Les dents de la sagesse

Suivez le lapin blanc

Quelle journée étrange. Je me suis levé tôt et je suis sortie sans prendre de douche ni même me maquiller, ce qui est très inhabituel de ma part. J’ai juste enfilé ma grosse parka et mes rangers. J’ai sorti Nouchka. Un vieille conne m’a hurlé de sa fenêtre qu’elle en avait marre des merdes de chiens au moment même où j’étais en train de la ramasser. J’ai eu envie de la lui balancer à la figure. Je suis aller chercher un colis en point relais, le colis n’y était pas. Le responsable en a profité pour me sortir le grand jeu, me proposer son numéro perso… Bref la drague bien lourde. J’ai pris la fuite aussi rapidement que possible, sous la pluie, et j’ai travaillé une sculpture qui me donne envie de la balancer par la fenêtre. Elle me plait mais je n’apprécie pas les technique à l’oeuvre. C’est un crâne en bois tibétain très stylisé sur lequel j’ajoute de nombreux ornements en perles de verre. Enfiler des perles, déjà, ça me gonfle, mais organiser les points de tensions pour obtenir un rendu pérenne tout en conservant l’esthétique du projet… C’est fastidieux.
Simon m’a appelé pour me parler d’un projet auquel il aimerait que je participe : la créations de totems en matériaux de récupération… Le principe me plait mais comme d’habitude avec Simon, il pense d’abord au profits des ventes et à la communication avant l’intérêt artistique de la manœuvre.
Puis mon père a obtenu ses résultats : pneumopathie organisée cryptogénique. C’est une maladie rare avec traitement à la cortisone jusqu’à fin juin. C’est sérieux mais les traitements sont maîtrisés… C’est plutôt une bonne nouvelle !
Je me suis alors endormi sur le canapé, sans même m’en rendre compte, sans doute sous l’effet du soulagement. Jean est rentré plusieurs heures plus tard. J’avais laissé les clefs sur la serrure (une habitude que j’ai pris lorsque je suis seule pour m’épargner les recherches interminables de ces fameuses clefs) il ne pouvait donc pas rentrer. Il a sonné à la porte et sur mon téléphone un bon quart d’heure avant que je ne me réveille… Il commençait vraiment à s’inquiéter.

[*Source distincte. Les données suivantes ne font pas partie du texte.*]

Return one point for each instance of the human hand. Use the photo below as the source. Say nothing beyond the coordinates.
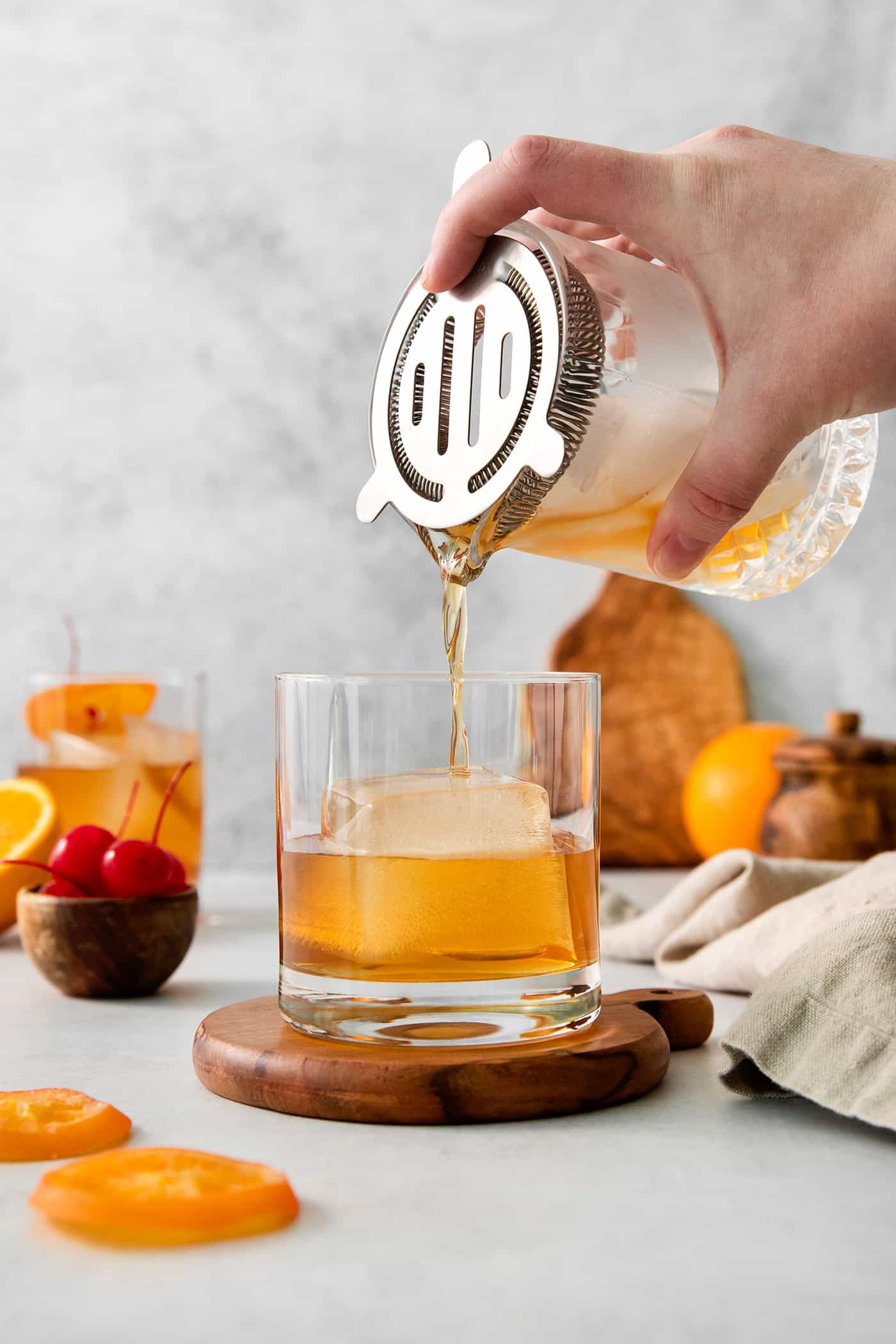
(790, 252)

Je ne l’ai pas lâché de la soirée. J’avais besoin de câlins comme une enfant de 4 ans. Nous sommes aller nous coucher, je me suis endormi presque aussitôt. J’ai rêvé que mon père remplissait mon verre d’alcool fort et que je le buvais cul sec avant qu’il ne me resserve, et ainsi de suite. Jean était là, muet et mal à l’aise. Ma mère fulminait et était en colère. Mon père continuait encore et toujours de me faire boire des eaux de vie et autres flocs.

Jean m’a réveillé car il n’arrivait pas à dormir et il voulait un somnifère. Pour ma part je n’ai pas pu me rendormir. J’ai un début de cystite très douloureux. Une journée étrange dont je me sens plus spectatrice qu’actrice.